INTOSSICAZIONI ALIMENTARI
Le intossicazioni alimentari o tossinfezioni alimentari sono malattie diarroiche acute causate dalla ingestione di cibi contaminati da batteri, virus, protozoi o da tossine batteriche, molto più frequenti nei mesi estivi. Gli alimenti solitamente inquinati sono l’acqua, il latte e i suoi derivati (panna, creme e gelati), la carne, gli insaccati, i cibi in scatola, le uova, i pesci e i molluschi.

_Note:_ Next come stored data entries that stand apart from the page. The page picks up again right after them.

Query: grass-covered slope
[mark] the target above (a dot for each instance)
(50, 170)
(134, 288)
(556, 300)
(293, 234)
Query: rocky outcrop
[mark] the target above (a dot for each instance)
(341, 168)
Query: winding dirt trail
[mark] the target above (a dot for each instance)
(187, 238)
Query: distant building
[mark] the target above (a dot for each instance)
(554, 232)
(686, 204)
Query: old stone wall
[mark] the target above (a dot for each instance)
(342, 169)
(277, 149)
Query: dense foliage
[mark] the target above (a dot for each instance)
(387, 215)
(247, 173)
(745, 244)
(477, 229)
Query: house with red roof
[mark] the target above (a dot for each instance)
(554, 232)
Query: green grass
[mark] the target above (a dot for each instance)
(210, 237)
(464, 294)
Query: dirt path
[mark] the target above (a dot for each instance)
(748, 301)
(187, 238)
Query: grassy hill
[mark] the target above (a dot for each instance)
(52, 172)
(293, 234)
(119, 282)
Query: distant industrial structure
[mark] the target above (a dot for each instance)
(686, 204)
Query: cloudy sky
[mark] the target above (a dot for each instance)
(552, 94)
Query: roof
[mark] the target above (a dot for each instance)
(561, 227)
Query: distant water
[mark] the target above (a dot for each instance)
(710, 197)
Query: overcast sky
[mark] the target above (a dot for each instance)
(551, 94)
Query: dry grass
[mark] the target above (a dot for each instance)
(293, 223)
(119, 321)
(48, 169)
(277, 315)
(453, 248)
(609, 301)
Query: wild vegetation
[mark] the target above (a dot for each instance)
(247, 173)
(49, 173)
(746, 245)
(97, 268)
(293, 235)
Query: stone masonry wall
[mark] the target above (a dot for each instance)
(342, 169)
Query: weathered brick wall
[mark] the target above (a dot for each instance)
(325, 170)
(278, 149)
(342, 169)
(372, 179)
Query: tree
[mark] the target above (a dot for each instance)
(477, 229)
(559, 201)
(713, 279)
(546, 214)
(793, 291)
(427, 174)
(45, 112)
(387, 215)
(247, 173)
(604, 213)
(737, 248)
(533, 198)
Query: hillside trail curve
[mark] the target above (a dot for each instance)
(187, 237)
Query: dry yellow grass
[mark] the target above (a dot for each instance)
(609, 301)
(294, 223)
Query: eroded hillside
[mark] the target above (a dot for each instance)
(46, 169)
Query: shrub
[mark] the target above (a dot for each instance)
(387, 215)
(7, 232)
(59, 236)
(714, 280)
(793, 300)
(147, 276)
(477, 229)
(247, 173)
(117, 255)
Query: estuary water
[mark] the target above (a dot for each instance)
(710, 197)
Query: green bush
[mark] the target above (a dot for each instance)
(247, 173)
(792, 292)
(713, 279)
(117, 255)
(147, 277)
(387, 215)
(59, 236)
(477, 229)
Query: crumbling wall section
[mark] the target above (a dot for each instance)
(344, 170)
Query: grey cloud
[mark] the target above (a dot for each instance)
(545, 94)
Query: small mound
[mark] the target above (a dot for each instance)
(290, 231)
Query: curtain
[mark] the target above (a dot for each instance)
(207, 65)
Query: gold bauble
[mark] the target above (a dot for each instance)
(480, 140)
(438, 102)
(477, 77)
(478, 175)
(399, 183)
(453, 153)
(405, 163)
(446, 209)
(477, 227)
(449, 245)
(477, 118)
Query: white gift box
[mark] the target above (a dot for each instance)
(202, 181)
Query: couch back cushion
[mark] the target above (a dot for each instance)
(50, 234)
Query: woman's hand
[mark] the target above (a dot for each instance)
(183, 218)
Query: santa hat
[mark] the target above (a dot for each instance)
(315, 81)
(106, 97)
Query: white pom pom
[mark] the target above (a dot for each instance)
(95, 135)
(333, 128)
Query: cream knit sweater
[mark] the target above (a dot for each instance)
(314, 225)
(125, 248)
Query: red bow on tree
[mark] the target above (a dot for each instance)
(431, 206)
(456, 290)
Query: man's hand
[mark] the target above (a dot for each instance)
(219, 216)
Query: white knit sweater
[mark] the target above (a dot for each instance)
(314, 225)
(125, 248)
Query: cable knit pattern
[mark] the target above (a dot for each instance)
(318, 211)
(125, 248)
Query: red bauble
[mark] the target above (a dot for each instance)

Vengono distinte forme dovute all’azione di tossine prodotte da stafilococchi, da Escherichia coli enterotossigena, da Clostridium perfringens, e dal vibrione colerico; si tratta di disturbi in cui il danno è quasi solo funzionale, con diarrea acquosa e sintomi sistemici di breve incubazione e durata, causati solo dall’azione delle sostanze di sintesi batterica, comunque senza danno anatomico.
ALIMENTAZIONE
Uno o due giorni di digiuno a base di tè. Prima di passare a una dieta leggera, per due giorni è consigliata l’assunzione di 500-750 grammi di mele grattugiate divise in 3-4 porzioni. Eliminare nel modo più assoluto i cibi preconfezionati, fast food, insaccati, fritture, alcolici, zucchero raffinato, uova, grassi, carne di maiale, dolciumi, cioccolato, caffè.
RIMEDI NATURALI
Diverse piante vengono utilizzate nei casi di intossicazione alimentare come la Betulla, il Carciofo, la Cicoria, il Tarassaco, il Rosmarino, la Bardana, la Fumaria. Molto utile per il favorire il drenaggio ed eliminare dall’organismo le scorie tossiche è l’alga Undaria Pinnatifida che promuove l’attività del fegato influendo favorevolmente sulle funzioni digestive e intestinali. L’alga Undaria Pinnatifida promuove la diuresi con conseguente eliminazione di tossine e sostanze di rifiuto dell’organismo.* Le informazioni qui riportate hanno solo un fine illustrativo: non sono riferibili né a prescrizioni, né a consigli medici, né a terapie sanitarie. Gli Argomenti sono di natura generale, a scopo puramente divulgativo e non possono sostituire in alcun caso il consiglio di un medico abilitato.